Given three positive numbers $a,\,b,\,c$ . Prove that $(\!abc+ a+ b+ c\!)^{3}\geqq 8\,abc(\!1+ a\!)(\!1+ b\!)(\!1+ c\!)$ .

Hint: By AM-GM, $$(abc+a) + (b+c) \geqslant 2a\sqrt{bc}+2\sqrt{bc} = 2\sqrt{bc}(1+a)$$

Now multiply three such inequalities (after cyclical shift).


After replacing $a\rightarrow\frac{1}{a},$ $b\rightarrow\frac{1}{b}$ and $c\rightarrow\frac{1}{c}$ we need to prove that $$(1+ab+ac+bc)^3\geq8abc(1+a)(1+b)(1+c).$$ Now, let $a+b+c=3u$, $ab+ac+bc=3v^2,$ where $v>0$ and $abc=w^3$.

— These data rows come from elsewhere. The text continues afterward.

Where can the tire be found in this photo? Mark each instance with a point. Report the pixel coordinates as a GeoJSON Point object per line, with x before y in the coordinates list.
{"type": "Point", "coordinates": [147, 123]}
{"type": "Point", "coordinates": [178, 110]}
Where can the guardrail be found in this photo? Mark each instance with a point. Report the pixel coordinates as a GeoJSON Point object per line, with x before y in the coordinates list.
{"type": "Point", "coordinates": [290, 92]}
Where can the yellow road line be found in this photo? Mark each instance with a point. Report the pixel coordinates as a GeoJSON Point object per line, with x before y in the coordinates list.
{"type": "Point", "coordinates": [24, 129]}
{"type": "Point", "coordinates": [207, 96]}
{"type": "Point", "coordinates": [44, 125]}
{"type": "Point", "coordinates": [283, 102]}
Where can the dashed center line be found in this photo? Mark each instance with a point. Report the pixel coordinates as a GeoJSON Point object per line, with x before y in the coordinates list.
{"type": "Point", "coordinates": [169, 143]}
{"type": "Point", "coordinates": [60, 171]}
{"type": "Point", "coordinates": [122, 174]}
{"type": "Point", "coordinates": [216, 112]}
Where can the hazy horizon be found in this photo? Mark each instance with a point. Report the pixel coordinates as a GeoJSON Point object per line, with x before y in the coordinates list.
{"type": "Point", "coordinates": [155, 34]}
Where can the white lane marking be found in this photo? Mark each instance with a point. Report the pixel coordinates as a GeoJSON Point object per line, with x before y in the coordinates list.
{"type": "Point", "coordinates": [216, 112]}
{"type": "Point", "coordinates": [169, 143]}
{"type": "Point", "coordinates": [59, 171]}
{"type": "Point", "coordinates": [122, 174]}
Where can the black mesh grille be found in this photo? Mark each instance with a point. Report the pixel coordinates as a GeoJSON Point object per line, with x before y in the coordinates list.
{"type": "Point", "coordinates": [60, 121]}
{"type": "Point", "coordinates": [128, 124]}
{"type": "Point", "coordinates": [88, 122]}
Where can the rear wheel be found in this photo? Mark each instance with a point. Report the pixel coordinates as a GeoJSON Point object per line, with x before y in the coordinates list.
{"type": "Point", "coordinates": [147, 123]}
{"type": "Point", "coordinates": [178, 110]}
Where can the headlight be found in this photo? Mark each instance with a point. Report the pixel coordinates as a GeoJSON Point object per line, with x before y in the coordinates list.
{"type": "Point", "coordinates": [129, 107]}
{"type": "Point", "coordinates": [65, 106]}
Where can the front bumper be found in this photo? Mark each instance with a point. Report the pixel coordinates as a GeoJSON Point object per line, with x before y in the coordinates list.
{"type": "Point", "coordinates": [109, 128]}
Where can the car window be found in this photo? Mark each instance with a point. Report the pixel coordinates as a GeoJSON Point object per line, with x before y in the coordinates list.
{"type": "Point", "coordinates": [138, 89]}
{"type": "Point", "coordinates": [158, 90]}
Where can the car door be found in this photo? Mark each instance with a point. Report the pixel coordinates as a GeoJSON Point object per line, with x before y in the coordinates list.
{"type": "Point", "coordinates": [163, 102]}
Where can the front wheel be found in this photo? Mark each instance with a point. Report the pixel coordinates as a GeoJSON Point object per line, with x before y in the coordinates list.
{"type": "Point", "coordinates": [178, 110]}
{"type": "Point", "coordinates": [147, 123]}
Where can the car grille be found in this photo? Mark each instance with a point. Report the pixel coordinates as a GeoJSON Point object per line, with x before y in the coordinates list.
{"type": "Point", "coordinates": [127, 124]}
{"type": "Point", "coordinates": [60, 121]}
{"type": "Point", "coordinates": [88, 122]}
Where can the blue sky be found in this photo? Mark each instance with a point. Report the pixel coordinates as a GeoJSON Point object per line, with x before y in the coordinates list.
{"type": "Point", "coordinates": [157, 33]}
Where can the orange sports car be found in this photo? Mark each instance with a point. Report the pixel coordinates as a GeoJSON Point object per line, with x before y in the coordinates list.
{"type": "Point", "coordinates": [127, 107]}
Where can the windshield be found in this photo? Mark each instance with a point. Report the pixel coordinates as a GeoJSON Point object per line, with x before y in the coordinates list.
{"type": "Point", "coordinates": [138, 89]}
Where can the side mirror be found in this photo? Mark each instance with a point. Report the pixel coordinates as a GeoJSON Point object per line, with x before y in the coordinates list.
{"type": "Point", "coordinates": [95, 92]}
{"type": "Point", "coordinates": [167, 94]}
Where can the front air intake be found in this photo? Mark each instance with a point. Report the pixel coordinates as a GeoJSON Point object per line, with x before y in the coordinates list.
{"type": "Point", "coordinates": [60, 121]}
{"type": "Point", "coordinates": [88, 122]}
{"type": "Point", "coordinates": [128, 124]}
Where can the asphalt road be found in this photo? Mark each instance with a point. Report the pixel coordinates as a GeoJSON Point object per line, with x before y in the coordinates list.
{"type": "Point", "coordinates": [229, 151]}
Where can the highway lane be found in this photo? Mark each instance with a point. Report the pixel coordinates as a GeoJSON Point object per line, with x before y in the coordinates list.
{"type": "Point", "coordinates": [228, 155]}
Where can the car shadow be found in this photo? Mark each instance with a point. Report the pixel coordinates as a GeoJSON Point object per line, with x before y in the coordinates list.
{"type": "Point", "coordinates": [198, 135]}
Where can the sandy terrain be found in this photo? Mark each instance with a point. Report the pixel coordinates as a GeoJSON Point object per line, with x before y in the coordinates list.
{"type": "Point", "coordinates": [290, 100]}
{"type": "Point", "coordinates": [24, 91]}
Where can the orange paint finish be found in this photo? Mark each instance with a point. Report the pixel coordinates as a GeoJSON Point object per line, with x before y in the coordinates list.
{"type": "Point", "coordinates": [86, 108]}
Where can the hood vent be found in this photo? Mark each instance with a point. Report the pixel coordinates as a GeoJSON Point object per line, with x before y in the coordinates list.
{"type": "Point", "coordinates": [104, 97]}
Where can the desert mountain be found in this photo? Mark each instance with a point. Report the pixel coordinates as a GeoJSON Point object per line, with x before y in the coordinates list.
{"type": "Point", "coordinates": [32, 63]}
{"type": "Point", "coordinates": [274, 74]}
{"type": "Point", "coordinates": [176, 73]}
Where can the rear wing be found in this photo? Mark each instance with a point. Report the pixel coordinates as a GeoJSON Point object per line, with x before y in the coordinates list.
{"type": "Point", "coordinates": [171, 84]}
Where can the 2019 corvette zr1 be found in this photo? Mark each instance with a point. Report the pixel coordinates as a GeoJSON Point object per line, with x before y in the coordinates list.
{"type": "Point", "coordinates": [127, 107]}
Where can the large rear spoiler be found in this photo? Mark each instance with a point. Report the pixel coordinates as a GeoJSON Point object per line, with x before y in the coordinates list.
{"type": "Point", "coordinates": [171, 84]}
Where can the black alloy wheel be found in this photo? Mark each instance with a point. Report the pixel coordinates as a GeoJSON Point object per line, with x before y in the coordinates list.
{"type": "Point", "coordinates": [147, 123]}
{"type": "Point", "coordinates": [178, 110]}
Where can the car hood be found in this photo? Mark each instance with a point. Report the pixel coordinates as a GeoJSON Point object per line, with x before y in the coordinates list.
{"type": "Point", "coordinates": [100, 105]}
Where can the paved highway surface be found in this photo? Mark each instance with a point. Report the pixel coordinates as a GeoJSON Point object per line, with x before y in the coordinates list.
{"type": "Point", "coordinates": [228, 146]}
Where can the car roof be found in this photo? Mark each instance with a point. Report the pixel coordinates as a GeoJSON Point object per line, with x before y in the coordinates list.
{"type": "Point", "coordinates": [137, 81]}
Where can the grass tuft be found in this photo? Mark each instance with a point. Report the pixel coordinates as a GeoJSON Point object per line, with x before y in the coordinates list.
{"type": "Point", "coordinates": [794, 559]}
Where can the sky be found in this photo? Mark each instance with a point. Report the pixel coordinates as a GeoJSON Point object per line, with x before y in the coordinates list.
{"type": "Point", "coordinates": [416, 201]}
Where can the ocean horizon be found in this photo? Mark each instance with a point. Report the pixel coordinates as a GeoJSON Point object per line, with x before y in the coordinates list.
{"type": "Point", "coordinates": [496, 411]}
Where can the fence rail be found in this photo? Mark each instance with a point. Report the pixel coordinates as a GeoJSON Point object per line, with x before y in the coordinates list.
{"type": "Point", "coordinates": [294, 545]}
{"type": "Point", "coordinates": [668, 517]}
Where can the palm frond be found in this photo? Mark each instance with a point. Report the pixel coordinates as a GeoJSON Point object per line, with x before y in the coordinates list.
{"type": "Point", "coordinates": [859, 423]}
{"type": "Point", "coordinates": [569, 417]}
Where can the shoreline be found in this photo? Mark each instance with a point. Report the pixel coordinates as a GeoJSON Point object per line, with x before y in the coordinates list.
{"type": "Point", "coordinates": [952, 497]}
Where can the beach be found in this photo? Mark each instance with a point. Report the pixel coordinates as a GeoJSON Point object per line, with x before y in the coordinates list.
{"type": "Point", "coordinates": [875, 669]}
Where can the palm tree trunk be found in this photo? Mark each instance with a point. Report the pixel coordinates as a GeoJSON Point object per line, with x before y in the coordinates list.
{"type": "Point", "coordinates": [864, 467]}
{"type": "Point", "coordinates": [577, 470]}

Thus, we need to prove that: $$(1+3v^2)^3\geq8w^3(1+w^3+3v^2+3u)$$ or $$(1+3v^2)\geq8(w^3+w^6+3v^3w^2+3uw^3)$$ and since by AM-GM $v\geq w$ and $v^4\geq uw^3,$ it's enough to prove that: $$(1+3v^2)^3\geq8(v^3+v^6+3v^5+3v^4)$$ or $$(1+3v^2)^3\geq8v^3(1+v)^3$$ or $$1+3v^2\geq2v(1+v)$$ or $$(1-v)^2\geq0$$ and we are done!

Also, $uvw$ kills this inequality, but it's not so nice.